Ainda que a experiência qualitativa seja aparentemente a
mesma de uma rememoração comum, há determinadas características que podem nos
servir na identificação de memórias falsas. Pesquisas na área apontam que
falsas memórias (influenciadas por informações enganosas) tendem a conter mais
barreiras verbais (por ex. “eu acho que vi…”), mais referências a
operações cognitivas (por ex. “após eu ter visto o sinal, a resposta que eu dei
foi algo como uma impressão imediata”) e menos detalhes sensórios.
6) Quão longe é possível ir em termos
das informações falsas a serem implantadas?
Psicólogos cognitivistas testaram
sistematicamente os limites do Efeito da Falsa Informação. Entretanto, ainda
não sabemos exatamente quais são os limites em termos do quão elaborada ou de
qual natureza as informações falsas podem ser e ainda afetarem uma memória
fatídica. Estudos experimentais e relatos de casos apontam para alguns casos
curiosos, como pessoas que foram levadas a acreditar que quando tinham seis
anos de idade ficaram perdidas em um shopping e foram resgatadas por uma pessoa mais velha, pessoas que
foram enganadas a lembrar que foram vítimas de um ataque animal ou então quase
se afogaram e foram salvas pelo salva-vidas, e pessoas que acreditaram ter
visto um celeiro que na verdade não existia.
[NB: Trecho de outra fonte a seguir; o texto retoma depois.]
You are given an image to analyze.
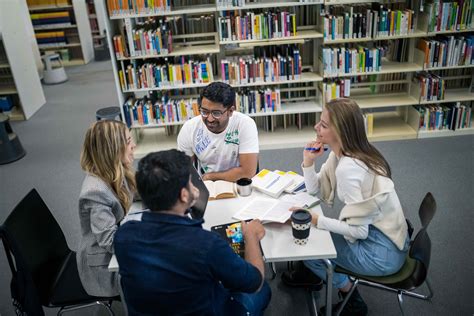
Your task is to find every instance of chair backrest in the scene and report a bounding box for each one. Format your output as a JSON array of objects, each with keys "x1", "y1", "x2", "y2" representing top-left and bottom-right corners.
[
  {"x1": 418, "y1": 192, "x2": 436, "y2": 229},
  {"x1": 409, "y1": 228, "x2": 431, "y2": 287},
  {"x1": 2, "y1": 189, "x2": 71, "y2": 305}
]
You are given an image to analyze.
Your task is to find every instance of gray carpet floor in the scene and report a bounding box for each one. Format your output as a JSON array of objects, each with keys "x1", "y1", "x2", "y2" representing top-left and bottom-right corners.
[{"x1": 0, "y1": 62, "x2": 474, "y2": 316}]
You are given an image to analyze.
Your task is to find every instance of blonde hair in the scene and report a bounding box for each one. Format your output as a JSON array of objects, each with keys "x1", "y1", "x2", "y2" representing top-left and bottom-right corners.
[
  {"x1": 326, "y1": 98, "x2": 392, "y2": 178},
  {"x1": 81, "y1": 120, "x2": 136, "y2": 213}
]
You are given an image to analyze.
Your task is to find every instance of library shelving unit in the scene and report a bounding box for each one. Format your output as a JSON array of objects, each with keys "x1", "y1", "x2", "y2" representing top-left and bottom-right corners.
[
  {"x1": 27, "y1": 0, "x2": 94, "y2": 66},
  {"x1": 102, "y1": 0, "x2": 474, "y2": 158},
  {"x1": 0, "y1": 2, "x2": 46, "y2": 120}
]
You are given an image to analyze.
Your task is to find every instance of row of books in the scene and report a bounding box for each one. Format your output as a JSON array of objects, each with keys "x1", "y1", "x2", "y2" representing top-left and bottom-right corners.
[
  {"x1": 235, "y1": 89, "x2": 281, "y2": 114},
  {"x1": 26, "y1": 0, "x2": 71, "y2": 7},
  {"x1": 123, "y1": 97, "x2": 199, "y2": 127},
  {"x1": 35, "y1": 31, "x2": 66, "y2": 44},
  {"x1": 413, "y1": 102, "x2": 472, "y2": 130},
  {"x1": 221, "y1": 50, "x2": 302, "y2": 84},
  {"x1": 218, "y1": 11, "x2": 297, "y2": 41},
  {"x1": 418, "y1": 35, "x2": 474, "y2": 68},
  {"x1": 321, "y1": 46, "x2": 387, "y2": 76},
  {"x1": 323, "y1": 79, "x2": 351, "y2": 102},
  {"x1": 107, "y1": 0, "x2": 171, "y2": 16},
  {"x1": 414, "y1": 72, "x2": 446, "y2": 101},
  {"x1": 424, "y1": 0, "x2": 473, "y2": 32},
  {"x1": 30, "y1": 11, "x2": 71, "y2": 26},
  {"x1": 323, "y1": 5, "x2": 416, "y2": 40},
  {"x1": 119, "y1": 57, "x2": 214, "y2": 91},
  {"x1": 216, "y1": 0, "x2": 323, "y2": 8}
]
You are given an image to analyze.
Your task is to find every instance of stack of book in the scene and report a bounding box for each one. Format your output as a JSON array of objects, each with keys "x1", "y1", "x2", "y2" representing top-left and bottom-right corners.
[
  {"x1": 413, "y1": 102, "x2": 472, "y2": 130},
  {"x1": 30, "y1": 11, "x2": 71, "y2": 27},
  {"x1": 218, "y1": 11, "x2": 297, "y2": 41},
  {"x1": 221, "y1": 49, "x2": 302, "y2": 84},
  {"x1": 321, "y1": 46, "x2": 387, "y2": 76},
  {"x1": 123, "y1": 97, "x2": 199, "y2": 127},
  {"x1": 107, "y1": 0, "x2": 171, "y2": 16},
  {"x1": 35, "y1": 31, "x2": 66, "y2": 47},
  {"x1": 119, "y1": 57, "x2": 214, "y2": 91},
  {"x1": 323, "y1": 5, "x2": 416, "y2": 40},
  {"x1": 424, "y1": 0, "x2": 474, "y2": 32},
  {"x1": 235, "y1": 88, "x2": 281, "y2": 114},
  {"x1": 323, "y1": 79, "x2": 351, "y2": 102},
  {"x1": 413, "y1": 72, "x2": 446, "y2": 101},
  {"x1": 418, "y1": 35, "x2": 474, "y2": 68}
]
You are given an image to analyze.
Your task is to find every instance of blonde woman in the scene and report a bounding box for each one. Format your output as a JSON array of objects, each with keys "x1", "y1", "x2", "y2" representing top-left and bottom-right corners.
[
  {"x1": 77, "y1": 120, "x2": 136, "y2": 297},
  {"x1": 283, "y1": 99, "x2": 409, "y2": 315}
]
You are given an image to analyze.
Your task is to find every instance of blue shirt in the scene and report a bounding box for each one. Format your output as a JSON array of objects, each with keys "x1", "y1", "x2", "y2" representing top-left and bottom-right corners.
[{"x1": 114, "y1": 212, "x2": 262, "y2": 315}]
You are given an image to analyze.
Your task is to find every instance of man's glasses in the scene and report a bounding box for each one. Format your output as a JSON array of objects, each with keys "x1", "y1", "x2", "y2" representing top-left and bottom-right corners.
[{"x1": 199, "y1": 108, "x2": 229, "y2": 120}]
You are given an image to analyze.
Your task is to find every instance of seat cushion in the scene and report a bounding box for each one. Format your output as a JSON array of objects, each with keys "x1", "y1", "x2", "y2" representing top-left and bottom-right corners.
[
  {"x1": 335, "y1": 256, "x2": 417, "y2": 288},
  {"x1": 49, "y1": 251, "x2": 120, "y2": 306}
]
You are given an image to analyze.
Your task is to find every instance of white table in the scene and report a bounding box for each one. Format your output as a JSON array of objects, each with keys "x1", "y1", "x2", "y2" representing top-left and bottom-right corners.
[{"x1": 109, "y1": 190, "x2": 337, "y2": 316}]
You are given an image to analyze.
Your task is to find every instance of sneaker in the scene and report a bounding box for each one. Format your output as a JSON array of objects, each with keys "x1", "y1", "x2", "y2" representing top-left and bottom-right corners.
[
  {"x1": 281, "y1": 261, "x2": 323, "y2": 291},
  {"x1": 320, "y1": 288, "x2": 369, "y2": 316}
]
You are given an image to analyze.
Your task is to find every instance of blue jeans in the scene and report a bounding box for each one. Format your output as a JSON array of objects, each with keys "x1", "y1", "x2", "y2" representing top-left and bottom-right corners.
[
  {"x1": 232, "y1": 282, "x2": 272, "y2": 316},
  {"x1": 304, "y1": 225, "x2": 410, "y2": 289}
]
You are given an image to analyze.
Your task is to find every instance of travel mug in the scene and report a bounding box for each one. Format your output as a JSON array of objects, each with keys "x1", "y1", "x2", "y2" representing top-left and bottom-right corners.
[{"x1": 291, "y1": 209, "x2": 312, "y2": 246}]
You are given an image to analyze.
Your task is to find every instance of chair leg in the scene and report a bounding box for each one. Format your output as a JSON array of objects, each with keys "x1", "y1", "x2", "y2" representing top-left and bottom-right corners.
[
  {"x1": 58, "y1": 301, "x2": 115, "y2": 316},
  {"x1": 397, "y1": 291, "x2": 405, "y2": 316},
  {"x1": 336, "y1": 279, "x2": 359, "y2": 316}
]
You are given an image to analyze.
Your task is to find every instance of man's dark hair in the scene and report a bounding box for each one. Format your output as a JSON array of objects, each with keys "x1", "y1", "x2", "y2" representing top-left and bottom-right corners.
[
  {"x1": 199, "y1": 81, "x2": 235, "y2": 109},
  {"x1": 135, "y1": 149, "x2": 192, "y2": 212}
]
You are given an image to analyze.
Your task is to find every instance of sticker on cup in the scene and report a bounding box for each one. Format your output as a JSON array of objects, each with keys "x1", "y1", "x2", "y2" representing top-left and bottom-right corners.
[
  {"x1": 291, "y1": 209, "x2": 312, "y2": 246},
  {"x1": 237, "y1": 178, "x2": 252, "y2": 196}
]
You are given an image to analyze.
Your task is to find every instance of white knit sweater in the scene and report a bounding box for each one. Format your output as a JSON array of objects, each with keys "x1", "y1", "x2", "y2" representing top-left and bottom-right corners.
[{"x1": 303, "y1": 152, "x2": 407, "y2": 250}]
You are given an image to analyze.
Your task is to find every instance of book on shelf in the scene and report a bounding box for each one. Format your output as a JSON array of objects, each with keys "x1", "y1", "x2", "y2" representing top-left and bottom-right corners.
[
  {"x1": 321, "y1": 45, "x2": 388, "y2": 76},
  {"x1": 418, "y1": 35, "x2": 474, "y2": 68},
  {"x1": 252, "y1": 169, "x2": 293, "y2": 198},
  {"x1": 323, "y1": 79, "x2": 351, "y2": 102},
  {"x1": 423, "y1": 0, "x2": 473, "y2": 32},
  {"x1": 235, "y1": 88, "x2": 281, "y2": 114},
  {"x1": 413, "y1": 72, "x2": 446, "y2": 101},
  {"x1": 119, "y1": 56, "x2": 214, "y2": 91},
  {"x1": 221, "y1": 45, "x2": 302, "y2": 84},
  {"x1": 322, "y1": 4, "x2": 417, "y2": 41},
  {"x1": 218, "y1": 11, "x2": 297, "y2": 42},
  {"x1": 204, "y1": 180, "x2": 237, "y2": 201},
  {"x1": 107, "y1": 0, "x2": 171, "y2": 16},
  {"x1": 123, "y1": 97, "x2": 199, "y2": 127},
  {"x1": 274, "y1": 170, "x2": 306, "y2": 193},
  {"x1": 413, "y1": 102, "x2": 472, "y2": 131}
]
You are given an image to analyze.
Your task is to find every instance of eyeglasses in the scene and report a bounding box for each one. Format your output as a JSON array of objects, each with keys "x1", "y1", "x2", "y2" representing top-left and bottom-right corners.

Parece haver, contudo, um padrão na formação destas
memórias: elas começam com a introdução de algumas poucas falsas informações e
vão se complexificando ao longo do tempo, com a adição de mais informações, até
o ponto em que o sujeito alega lembrar da ocasião (falsa) detalhadamente. Um
outro exemplo paradigmático diz respeito às pessoas que foram convencidas,
através de panfletos falsos e algumas dicas contextuais, a terem visitado a
Disney e terem interagido com o boneco do Perna-Longa – sendo que este
personagem não é da Disney e, portanto, nunca poderia ter estado naquele lugar.
Este e outros casos de formação de memórias de fatos impossíveis, ou no mínimo
improváveis, oferecem insights quanto a
relatos de abdução e outros casos bizarros.
Fonte: https://goo.gl/7r5w2P |
Como podemos observar, o Efeito da Falsa
Informação é um fenômeno cognitivo complexo e de grande interesse para as mais
diversas práticas humanas, em especial no contexto do exercício da Psicologia
Jurídica. Através do conhecimento deste fenômeno, e em posse de informações
relevantes, um psicólogo poderia até mesmo vir a invalidar um testemunho. De
maneira mais ampla, o estudo do Efeito da Falsa Informação pode fornecer
orientações preciosas quanto às circunstâncias e real valor de testemunhos que
se apoiam sobre a memória de indivíduos.